As part of selling the old house, I spend my days clearing out the non-art stuff from his studio, unpacking boxes from OUR move here to the new house. This work unpacks my own experiences and perceptions at the same time. Memories I've taken for granted give way, shifting closer, probably, to the way things were. Bit by bit, my lens clears. As those memories change, so does my view of today, not of objects, but of actions: if I didn't DO this because of that, then I must take responsibility for THAT. My new life doesn't stop moving just because my old life is leaving -- or rather, my old life keeps evolving while I'm building my new life. (As if they are even two separate things).
Last night, in a box of his notes in my new, box-filled office, this scrap of his handwriting, clearly original (he was fastidious about attribution) popped out at me as a challenge to my perceptions about what he was thinking in his last few months:
Fear accentuates the sense of self -- thus brings into play another "existential" fear, namely non-existence.
Are the two connected?
Can there be a veiled "existential fear pre-existing -- as a condition -- of existence which aggravates all fears and specifically heightens a fearing Self
Must one lost both fear and self -- simultaneously(Yes, he was too intellectual. We fit together well as navel-gazers.)

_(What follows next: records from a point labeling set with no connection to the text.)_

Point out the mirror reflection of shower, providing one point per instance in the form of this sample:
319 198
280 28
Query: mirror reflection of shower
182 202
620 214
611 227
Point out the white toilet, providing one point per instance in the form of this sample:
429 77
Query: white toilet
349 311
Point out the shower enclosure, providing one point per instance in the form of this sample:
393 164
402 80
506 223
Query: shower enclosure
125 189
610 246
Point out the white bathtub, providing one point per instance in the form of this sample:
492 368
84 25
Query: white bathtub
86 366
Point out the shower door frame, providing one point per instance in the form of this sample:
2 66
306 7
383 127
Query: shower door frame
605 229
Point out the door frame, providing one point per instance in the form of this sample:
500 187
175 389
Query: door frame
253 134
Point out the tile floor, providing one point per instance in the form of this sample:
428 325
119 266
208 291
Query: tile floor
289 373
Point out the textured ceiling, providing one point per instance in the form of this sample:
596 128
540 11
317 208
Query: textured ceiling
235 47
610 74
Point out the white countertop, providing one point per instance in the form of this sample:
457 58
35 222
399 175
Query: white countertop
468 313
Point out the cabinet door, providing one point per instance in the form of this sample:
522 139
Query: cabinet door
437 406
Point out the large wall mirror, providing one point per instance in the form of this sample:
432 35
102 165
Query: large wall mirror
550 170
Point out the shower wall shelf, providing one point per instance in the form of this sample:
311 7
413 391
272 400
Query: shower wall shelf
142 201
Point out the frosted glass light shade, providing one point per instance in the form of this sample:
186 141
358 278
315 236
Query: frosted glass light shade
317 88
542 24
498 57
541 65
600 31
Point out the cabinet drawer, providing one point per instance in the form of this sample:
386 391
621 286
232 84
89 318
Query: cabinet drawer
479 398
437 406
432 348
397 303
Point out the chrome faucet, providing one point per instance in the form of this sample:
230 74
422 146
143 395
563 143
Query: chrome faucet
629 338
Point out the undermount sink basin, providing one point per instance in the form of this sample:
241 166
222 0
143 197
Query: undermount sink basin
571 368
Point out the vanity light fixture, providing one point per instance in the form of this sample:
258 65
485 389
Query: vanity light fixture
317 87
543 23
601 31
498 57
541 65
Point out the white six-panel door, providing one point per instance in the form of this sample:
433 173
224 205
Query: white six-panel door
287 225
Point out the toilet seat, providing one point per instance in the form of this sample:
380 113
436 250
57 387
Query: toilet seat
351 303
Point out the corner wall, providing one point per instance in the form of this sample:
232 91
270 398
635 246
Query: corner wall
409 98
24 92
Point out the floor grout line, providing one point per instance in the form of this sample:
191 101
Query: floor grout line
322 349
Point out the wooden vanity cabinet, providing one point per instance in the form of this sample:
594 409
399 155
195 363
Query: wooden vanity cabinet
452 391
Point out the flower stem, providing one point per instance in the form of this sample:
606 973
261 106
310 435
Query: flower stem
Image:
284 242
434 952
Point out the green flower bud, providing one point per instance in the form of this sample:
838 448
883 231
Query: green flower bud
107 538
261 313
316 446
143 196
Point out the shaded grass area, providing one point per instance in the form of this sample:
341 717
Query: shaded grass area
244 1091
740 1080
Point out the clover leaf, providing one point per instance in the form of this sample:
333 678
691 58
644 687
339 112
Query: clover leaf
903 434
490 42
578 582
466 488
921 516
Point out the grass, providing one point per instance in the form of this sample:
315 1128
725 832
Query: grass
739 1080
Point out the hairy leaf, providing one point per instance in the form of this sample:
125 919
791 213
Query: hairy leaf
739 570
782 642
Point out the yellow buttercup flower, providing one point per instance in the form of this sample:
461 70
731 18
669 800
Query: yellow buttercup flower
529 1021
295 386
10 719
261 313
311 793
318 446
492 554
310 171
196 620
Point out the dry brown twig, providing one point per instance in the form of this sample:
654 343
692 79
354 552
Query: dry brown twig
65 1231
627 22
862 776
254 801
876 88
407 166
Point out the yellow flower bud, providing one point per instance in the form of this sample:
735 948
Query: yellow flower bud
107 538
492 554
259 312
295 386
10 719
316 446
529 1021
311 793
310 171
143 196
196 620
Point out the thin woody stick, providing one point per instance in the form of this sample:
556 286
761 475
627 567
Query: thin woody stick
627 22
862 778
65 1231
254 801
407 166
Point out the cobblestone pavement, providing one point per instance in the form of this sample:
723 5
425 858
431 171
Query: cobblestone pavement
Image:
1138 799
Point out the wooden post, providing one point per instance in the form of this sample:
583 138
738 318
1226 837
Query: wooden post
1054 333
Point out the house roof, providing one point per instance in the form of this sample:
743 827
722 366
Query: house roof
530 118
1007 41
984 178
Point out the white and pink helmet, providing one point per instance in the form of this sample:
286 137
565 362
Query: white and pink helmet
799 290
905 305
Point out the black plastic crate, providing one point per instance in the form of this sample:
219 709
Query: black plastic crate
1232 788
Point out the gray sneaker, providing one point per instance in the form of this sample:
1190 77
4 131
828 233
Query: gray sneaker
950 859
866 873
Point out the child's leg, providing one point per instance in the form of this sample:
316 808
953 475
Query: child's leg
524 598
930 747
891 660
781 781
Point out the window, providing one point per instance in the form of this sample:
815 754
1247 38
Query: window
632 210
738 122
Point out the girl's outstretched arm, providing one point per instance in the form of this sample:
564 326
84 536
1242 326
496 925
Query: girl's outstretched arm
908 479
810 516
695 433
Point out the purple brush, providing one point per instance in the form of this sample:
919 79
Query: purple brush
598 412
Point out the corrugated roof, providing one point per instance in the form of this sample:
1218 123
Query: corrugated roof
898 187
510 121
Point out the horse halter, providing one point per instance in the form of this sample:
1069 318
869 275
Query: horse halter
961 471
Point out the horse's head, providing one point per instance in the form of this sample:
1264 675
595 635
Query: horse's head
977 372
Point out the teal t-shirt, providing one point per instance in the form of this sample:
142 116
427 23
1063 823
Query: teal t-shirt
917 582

In one sense, I can barely figure out what he meant. The words make sense, but I'm straining to remember my orthodox Sartre from years ago, and I'd do anything to add a few punctuation marks.
In another sense, I am reminded that as much as he denied that death was on the way, he WAS afraid. This wipes away some of my anger at him, and also makes me feel compassion -- my least comfortable emotional companion, the one that hides from my other selves -- for where he was, what he was feeling during those dark last months, and helps me understand why he wished to hide the worst of his fear from me. It reminds me that my memory of that time is distorted -- as was my perception of what was going on at all levels for that long important period of downsliding that we went through together and (mostly) apart.
Five years after my loss, I continue to process, and change, and I am still putting things away in boxes for later, later when I have more room, around me and inside my head, for new ideas from old things.